Spotlights are a common feature of outdoor lighting and are used to highlight key points of the landscape. They can also be used to create interesting effects that add atmosphere to your outdoor areas. Here we’ll take a look at just some of these stunning techniques so that you can make the most of these versatile additions to your Bethel, NY home's outdoor lighting plan.
Highlight Trees
Trees are important features of landscape design, contributing height, texture, shape and a sense of age to a front or back yard. There’s no reason trees should only offer these things during the day, though. In fact, at night, lit up with spotlighting, a tree’s presence can be even more dramatic. Spotlights can be placed beneath a tree and angled upwards to light up the trunk and underside of the foliage and branches, or be directed at the tree from further away to capture the tree’s shape. For further effect, color screens can be used over the spotlight to give the trees strange and otherworldly hues.
Color Water Features
Water reacts in interesting ways to light. Moving water has the tendency to absorb the colored light while still water reflects it. Both characteristics can be used to create gorgeous lighting effects in your landscape. Waterfall and fountain features can be transformed into dancing blue or crimson flames with the addition of colored spotlights, while the shimmering surface of a pool or pond can be lit up or used to reflect a rippling pattern onto an outdoor feature or building facade.
Create Silhouettes
Silhouettes add a dreamlike quality to a landscape, like an object glimpsed through heavy mist. Silhouettes can be formed from any landscape feature or object with an interesting outline. This can be done by using a spotlight to backlight the object. The spotlight then contributes not only the pattern of the object's outline, but also additional ambient lighting to the area in front of the object.
Incorporate Shadows
When thinking about landscape lighting design, many people have the tendency to want to place too much lighting, leaving nothing to the imagination. But sometimes what is not lit can make as much of a statement as what is. Like silhouettes, shadows can introduce intricate shapes and patterns into the landscape. Trees make excellent subjects for shadows because of their organic shapes and the random patterning of branches. Downward facing spotlights can be placed in or beside trees to allow the patterns of their branches to cover a surface. Alternatively, shadows can be projected a greater distance by spotlights placed behind an object, similarly to how you would create a silhouette.

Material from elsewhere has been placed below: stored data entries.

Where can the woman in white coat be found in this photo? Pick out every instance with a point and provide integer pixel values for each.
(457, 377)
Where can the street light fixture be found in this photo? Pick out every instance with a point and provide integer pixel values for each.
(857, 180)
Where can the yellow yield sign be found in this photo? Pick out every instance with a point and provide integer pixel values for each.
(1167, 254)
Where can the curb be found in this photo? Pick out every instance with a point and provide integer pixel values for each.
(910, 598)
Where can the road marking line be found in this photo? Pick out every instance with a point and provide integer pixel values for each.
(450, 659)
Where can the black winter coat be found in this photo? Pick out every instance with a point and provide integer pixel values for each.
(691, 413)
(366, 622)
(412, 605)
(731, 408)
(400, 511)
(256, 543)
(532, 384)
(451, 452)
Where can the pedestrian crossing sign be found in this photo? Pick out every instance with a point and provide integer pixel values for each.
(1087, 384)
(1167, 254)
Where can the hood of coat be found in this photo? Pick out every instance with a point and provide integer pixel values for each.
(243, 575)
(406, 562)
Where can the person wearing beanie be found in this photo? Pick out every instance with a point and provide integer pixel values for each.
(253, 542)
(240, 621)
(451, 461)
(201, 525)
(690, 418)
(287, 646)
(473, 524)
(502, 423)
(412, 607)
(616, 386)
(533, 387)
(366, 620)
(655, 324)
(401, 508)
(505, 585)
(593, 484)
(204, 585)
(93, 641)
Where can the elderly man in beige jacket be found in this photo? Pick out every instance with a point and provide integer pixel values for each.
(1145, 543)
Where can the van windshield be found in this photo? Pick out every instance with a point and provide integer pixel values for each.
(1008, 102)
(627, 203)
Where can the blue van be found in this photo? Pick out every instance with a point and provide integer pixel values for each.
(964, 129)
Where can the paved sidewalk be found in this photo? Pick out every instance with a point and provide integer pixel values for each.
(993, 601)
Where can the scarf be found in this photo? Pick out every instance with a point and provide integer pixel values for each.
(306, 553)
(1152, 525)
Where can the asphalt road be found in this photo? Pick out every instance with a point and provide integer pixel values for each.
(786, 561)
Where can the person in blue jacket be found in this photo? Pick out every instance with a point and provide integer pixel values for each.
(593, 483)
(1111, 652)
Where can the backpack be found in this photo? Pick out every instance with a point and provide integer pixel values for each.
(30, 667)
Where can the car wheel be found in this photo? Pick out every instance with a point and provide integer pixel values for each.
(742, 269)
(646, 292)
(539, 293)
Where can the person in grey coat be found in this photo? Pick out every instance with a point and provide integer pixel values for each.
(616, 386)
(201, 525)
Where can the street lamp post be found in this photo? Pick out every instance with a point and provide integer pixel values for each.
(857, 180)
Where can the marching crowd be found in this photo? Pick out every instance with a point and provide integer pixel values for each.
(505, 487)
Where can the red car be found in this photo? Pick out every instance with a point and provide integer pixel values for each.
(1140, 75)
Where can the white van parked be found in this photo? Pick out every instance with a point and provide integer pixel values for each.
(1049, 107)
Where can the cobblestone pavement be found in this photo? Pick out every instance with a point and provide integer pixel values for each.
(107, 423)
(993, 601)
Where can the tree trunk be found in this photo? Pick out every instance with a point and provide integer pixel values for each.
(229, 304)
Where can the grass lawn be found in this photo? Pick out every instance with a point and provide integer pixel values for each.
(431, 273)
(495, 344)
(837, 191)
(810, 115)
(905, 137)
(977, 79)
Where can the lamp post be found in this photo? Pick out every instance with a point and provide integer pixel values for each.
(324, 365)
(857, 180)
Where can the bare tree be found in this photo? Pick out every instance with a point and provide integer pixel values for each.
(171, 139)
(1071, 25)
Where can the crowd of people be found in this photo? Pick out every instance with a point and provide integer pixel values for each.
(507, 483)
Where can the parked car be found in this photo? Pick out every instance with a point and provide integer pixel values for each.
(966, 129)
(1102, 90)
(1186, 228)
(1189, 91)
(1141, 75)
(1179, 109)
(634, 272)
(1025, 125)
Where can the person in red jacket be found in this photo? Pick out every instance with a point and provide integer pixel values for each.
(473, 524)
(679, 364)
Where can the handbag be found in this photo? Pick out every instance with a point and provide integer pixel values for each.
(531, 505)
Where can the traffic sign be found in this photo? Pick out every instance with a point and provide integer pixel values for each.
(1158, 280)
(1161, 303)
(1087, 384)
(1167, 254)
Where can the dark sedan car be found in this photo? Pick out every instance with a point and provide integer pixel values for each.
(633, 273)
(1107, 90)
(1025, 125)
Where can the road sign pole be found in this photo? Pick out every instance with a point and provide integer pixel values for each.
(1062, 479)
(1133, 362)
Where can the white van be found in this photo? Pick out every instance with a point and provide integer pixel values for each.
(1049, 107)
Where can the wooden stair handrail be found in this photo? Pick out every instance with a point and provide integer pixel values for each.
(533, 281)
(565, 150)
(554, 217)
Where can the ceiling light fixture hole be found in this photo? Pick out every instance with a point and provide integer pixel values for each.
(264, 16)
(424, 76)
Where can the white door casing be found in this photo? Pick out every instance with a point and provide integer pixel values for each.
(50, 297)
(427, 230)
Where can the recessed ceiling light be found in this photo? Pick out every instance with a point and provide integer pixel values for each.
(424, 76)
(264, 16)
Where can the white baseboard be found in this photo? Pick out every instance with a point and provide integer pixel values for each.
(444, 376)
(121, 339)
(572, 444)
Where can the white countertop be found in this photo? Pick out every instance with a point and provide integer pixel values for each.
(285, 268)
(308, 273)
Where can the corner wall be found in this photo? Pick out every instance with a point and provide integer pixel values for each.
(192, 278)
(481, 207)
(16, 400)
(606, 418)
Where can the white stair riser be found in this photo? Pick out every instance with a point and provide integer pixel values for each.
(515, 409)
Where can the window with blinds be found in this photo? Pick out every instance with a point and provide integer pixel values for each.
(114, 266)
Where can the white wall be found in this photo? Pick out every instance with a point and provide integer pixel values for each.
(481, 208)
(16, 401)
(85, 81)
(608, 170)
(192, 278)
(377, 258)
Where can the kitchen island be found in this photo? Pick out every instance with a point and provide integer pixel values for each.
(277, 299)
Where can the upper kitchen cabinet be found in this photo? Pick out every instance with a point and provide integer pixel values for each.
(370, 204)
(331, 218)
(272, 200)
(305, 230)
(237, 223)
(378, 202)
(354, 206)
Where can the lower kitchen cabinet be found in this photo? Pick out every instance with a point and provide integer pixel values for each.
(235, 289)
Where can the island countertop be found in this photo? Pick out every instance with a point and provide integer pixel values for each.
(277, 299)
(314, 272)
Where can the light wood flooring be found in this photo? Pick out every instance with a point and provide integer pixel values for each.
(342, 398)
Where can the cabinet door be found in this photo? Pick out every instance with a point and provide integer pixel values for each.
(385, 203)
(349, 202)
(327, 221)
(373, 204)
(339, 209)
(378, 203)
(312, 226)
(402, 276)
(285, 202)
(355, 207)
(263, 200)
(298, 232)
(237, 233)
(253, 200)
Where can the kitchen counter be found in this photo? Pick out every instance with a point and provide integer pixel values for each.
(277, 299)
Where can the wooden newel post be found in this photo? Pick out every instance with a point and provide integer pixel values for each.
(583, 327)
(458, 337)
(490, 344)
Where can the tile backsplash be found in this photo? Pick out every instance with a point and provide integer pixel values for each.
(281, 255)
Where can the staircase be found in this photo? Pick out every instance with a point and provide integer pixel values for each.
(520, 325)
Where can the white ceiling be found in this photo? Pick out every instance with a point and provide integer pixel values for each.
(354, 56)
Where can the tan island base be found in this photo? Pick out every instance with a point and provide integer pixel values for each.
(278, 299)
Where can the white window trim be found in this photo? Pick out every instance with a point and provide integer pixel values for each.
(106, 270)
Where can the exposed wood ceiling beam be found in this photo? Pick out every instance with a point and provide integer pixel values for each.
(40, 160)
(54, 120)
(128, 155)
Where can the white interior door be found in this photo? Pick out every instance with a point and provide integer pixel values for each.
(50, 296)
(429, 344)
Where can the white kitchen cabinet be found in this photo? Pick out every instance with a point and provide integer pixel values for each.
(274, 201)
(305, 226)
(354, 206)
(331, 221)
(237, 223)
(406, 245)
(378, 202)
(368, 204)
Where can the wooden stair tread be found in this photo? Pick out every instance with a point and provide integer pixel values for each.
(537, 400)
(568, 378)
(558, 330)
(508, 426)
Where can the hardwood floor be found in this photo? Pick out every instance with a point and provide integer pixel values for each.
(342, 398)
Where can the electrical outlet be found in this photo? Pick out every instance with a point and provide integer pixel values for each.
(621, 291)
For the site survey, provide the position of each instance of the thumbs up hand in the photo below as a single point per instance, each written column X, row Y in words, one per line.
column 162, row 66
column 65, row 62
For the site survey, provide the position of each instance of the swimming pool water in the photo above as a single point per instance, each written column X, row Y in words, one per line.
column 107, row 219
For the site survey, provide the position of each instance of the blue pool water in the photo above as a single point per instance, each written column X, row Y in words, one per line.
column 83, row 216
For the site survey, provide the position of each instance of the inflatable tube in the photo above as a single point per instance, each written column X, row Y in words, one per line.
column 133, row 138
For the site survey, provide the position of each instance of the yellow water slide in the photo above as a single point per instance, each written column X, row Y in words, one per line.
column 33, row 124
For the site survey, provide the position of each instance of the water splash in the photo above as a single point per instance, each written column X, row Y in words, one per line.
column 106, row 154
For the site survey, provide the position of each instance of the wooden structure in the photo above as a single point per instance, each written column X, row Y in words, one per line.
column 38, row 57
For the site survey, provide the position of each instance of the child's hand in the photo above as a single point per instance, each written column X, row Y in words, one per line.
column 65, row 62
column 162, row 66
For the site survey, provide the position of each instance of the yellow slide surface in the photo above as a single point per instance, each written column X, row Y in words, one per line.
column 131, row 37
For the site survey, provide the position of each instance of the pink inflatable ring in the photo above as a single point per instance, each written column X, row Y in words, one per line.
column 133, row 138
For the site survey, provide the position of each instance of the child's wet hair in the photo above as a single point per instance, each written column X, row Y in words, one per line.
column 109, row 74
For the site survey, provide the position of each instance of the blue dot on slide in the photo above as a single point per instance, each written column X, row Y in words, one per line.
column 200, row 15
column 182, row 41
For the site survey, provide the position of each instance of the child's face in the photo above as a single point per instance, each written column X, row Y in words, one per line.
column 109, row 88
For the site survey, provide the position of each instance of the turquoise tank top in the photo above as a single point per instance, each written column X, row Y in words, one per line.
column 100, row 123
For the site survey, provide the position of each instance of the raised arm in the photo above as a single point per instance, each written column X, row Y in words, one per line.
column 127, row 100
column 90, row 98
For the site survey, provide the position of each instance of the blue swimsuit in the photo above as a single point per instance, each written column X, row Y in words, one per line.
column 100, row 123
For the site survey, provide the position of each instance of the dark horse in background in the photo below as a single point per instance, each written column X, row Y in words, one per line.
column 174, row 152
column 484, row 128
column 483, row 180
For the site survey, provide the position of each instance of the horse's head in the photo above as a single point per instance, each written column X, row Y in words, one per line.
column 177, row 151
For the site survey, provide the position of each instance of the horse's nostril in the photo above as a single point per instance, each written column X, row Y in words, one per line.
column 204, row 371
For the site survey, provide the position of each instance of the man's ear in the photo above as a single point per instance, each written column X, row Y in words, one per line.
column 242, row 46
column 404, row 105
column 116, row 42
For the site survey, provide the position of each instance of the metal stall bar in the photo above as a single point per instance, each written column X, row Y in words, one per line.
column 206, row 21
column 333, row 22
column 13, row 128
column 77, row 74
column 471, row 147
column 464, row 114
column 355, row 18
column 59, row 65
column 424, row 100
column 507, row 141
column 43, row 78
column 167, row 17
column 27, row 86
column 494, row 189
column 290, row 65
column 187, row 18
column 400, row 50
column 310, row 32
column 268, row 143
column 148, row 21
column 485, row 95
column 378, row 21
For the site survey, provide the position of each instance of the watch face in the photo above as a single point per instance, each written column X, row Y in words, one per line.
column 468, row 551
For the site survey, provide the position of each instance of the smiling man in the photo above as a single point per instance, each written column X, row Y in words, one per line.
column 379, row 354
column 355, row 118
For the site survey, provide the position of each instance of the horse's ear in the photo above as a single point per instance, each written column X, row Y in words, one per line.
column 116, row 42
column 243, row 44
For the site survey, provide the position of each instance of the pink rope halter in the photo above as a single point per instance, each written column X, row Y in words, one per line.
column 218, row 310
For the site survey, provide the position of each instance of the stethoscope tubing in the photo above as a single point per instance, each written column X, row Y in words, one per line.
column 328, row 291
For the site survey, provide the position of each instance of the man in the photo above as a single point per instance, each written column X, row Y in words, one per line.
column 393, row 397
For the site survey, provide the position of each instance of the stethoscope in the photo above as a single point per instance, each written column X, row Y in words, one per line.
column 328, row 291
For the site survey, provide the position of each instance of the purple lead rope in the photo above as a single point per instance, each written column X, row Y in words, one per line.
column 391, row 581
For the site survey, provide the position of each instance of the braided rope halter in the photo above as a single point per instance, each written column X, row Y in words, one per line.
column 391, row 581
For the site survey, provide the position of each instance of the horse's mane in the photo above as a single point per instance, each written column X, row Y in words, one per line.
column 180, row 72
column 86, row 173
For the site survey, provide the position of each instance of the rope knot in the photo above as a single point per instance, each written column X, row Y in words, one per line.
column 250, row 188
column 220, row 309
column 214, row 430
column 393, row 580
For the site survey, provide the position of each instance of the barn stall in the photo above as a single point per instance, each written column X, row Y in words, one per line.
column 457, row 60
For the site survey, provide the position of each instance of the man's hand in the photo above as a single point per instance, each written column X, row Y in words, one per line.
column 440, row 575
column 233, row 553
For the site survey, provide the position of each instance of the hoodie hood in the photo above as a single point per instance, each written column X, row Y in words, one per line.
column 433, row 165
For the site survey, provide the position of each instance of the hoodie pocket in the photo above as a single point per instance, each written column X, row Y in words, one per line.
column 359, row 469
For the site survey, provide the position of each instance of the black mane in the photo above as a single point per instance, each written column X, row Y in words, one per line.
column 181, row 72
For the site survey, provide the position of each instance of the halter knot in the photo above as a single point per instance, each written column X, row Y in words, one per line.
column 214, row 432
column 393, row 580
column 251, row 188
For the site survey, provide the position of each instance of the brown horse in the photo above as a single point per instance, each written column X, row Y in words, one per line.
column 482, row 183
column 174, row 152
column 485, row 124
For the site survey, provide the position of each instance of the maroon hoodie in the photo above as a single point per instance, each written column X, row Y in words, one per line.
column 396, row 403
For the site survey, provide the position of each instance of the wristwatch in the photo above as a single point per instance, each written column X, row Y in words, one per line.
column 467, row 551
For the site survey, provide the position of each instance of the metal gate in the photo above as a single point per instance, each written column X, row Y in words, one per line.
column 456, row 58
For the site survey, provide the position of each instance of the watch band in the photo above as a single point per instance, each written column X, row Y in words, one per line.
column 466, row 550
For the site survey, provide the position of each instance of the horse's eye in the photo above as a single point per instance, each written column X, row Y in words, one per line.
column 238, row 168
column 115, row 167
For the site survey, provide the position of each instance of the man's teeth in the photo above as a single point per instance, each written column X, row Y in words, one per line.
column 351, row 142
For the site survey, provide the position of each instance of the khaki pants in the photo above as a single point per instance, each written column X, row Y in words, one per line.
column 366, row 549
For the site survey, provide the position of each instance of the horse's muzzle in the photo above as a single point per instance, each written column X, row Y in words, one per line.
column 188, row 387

Emphasize Architectural Features
Many older buildings have decorative architectural features that are worth highlighting - especially at night. Whether it’s an ornate archway or decorative french windows, spotlights can be used to highlight sections of a building’s facade in order to draw attention to them. With the addition of color filters, this technique can be used to give a vintage building an artistic modern touch.